Cover broader web and deployment issues around the application:

  • OWASP Top 10 application-layer weaknesses
  • Content tampering indicators such as suspicious external scripts, unexpected redirects, or injected links
  • Security header and TLS posture
  • Sensitive file exposure and asset discovery
  • Framework, middleware, or dependency fingerprints that indicate known risk areas

Limit claims about malware, compromise, or black links unless you have direct evidence from the target or repository.
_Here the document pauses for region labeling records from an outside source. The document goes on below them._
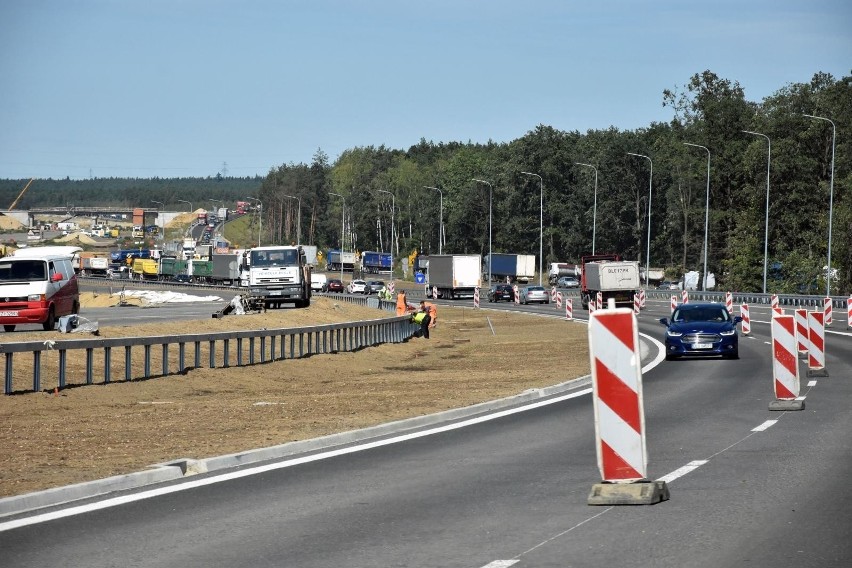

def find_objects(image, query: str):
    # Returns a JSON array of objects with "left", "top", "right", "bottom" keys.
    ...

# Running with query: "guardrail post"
[
  {"left": 3, "top": 353, "right": 12, "bottom": 394},
  {"left": 142, "top": 345, "right": 151, "bottom": 379},
  {"left": 86, "top": 347, "right": 95, "bottom": 385},
  {"left": 33, "top": 351, "right": 41, "bottom": 392},
  {"left": 104, "top": 347, "right": 112, "bottom": 385},
  {"left": 124, "top": 345, "right": 133, "bottom": 381}
]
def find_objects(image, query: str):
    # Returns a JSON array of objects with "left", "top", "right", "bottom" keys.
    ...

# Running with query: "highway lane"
[{"left": 0, "top": 296, "right": 852, "bottom": 567}]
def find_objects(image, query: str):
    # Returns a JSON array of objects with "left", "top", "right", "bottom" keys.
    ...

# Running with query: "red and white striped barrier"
[
  {"left": 770, "top": 294, "right": 784, "bottom": 314},
  {"left": 808, "top": 312, "right": 828, "bottom": 377},
  {"left": 769, "top": 315, "right": 804, "bottom": 410},
  {"left": 740, "top": 304, "right": 751, "bottom": 335},
  {"left": 793, "top": 308, "right": 808, "bottom": 353},
  {"left": 589, "top": 308, "right": 648, "bottom": 482},
  {"left": 588, "top": 308, "right": 669, "bottom": 505}
]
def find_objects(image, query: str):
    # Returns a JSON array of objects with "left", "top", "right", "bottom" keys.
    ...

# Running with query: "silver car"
[{"left": 520, "top": 286, "right": 550, "bottom": 304}]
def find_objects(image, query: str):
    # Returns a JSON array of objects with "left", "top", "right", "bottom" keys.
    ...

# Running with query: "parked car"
[
  {"left": 488, "top": 284, "right": 515, "bottom": 302},
  {"left": 364, "top": 280, "right": 385, "bottom": 294},
  {"left": 520, "top": 286, "right": 550, "bottom": 304},
  {"left": 556, "top": 276, "right": 580, "bottom": 288},
  {"left": 311, "top": 272, "right": 328, "bottom": 292},
  {"left": 660, "top": 303, "right": 742, "bottom": 360},
  {"left": 322, "top": 278, "right": 344, "bottom": 294},
  {"left": 346, "top": 280, "right": 369, "bottom": 294}
]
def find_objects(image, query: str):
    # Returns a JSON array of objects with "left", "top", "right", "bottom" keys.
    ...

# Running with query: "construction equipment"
[{"left": 9, "top": 178, "right": 35, "bottom": 211}]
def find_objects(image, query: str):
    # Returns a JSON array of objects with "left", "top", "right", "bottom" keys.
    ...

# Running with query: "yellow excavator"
[{"left": 9, "top": 178, "right": 35, "bottom": 211}]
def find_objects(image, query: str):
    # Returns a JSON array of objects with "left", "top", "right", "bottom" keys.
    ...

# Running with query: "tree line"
[{"left": 0, "top": 71, "right": 852, "bottom": 295}]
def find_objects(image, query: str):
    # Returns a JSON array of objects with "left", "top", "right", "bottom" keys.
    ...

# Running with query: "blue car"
[{"left": 660, "top": 303, "right": 742, "bottom": 360}]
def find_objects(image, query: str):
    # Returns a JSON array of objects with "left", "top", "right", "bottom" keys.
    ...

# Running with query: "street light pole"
[
  {"left": 521, "top": 172, "right": 544, "bottom": 286},
  {"left": 246, "top": 197, "right": 263, "bottom": 246},
  {"left": 574, "top": 162, "right": 598, "bottom": 254},
  {"left": 627, "top": 152, "right": 654, "bottom": 288},
  {"left": 282, "top": 194, "right": 302, "bottom": 246},
  {"left": 684, "top": 142, "right": 710, "bottom": 292},
  {"left": 805, "top": 114, "right": 837, "bottom": 296},
  {"left": 376, "top": 189, "right": 399, "bottom": 282},
  {"left": 423, "top": 185, "right": 444, "bottom": 254},
  {"left": 470, "top": 178, "right": 494, "bottom": 287},
  {"left": 743, "top": 130, "right": 772, "bottom": 294},
  {"left": 328, "top": 191, "right": 348, "bottom": 284}
]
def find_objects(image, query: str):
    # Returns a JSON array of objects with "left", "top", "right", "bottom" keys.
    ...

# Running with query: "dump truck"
[
  {"left": 484, "top": 253, "right": 535, "bottom": 283},
  {"left": 427, "top": 254, "right": 482, "bottom": 300},
  {"left": 580, "top": 254, "right": 639, "bottom": 309}
]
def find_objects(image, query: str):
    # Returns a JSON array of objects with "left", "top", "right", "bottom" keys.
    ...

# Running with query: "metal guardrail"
[{"left": 0, "top": 296, "right": 419, "bottom": 395}]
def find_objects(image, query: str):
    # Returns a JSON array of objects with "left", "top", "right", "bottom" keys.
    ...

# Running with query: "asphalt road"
[{"left": 0, "top": 300, "right": 852, "bottom": 568}]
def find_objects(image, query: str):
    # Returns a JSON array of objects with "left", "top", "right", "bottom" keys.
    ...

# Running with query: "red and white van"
[{"left": 0, "top": 247, "right": 82, "bottom": 332}]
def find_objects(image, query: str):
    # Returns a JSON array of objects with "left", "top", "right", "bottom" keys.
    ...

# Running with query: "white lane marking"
[
  {"left": 0, "top": 387, "right": 592, "bottom": 532},
  {"left": 658, "top": 460, "right": 709, "bottom": 483},
  {"left": 751, "top": 420, "right": 778, "bottom": 432}
]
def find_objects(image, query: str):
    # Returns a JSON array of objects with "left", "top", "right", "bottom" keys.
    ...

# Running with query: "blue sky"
[{"left": 0, "top": 0, "right": 852, "bottom": 179}]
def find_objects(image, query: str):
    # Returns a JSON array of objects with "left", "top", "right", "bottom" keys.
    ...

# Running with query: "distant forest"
[{"left": 0, "top": 71, "right": 852, "bottom": 295}]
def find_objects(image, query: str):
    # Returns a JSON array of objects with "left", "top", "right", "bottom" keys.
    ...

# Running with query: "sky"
[{"left": 0, "top": 0, "right": 852, "bottom": 179}]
6. Produce A Repair-Ready Report

Use references/report-template.md. The report should include:

  • Executive summary
  • Scope, inputs, and testing limits
  • Endpoint inventory coverage
  • Findings sorted by severity
  • For each finding: affected endpoint, vulnerability type, exploit path, evidence, code location, impact, confidence, and remediation guidance
  • A clear list of endpoints reviewed but not found vulnerable
  • Open questions and unverified areas

If you are using the generated worksheet, prefer CSV or JSON while collecting findings so scripts/build_security_report.py can turn it into a draft report automatically.

Evidence Standards

  • Prefer findings that are supported by both code and runtime evidence.
  • If a finding is code-only, say why runtime verification was skipped or unsafe.
  • If a runtime symptom appears but code evidence is inconclusive, downgrade confidence and explain the ambiguity.
  • Include concrete file references and affected endpoint paths in the final report.

Working Style

  • Be systematic rather than opportunistic. The user asked for endpoint-by-endpoint coverage.
  • Track coverage explicitly so no Swagger endpoint is skipped by accident.
  • When results are contradictory, use the same evidence-first mindset as systematic-debugging.
  • Before finalizing, do one verification pass on the report to ensure each claim has supporting evidence and a clear remediation path.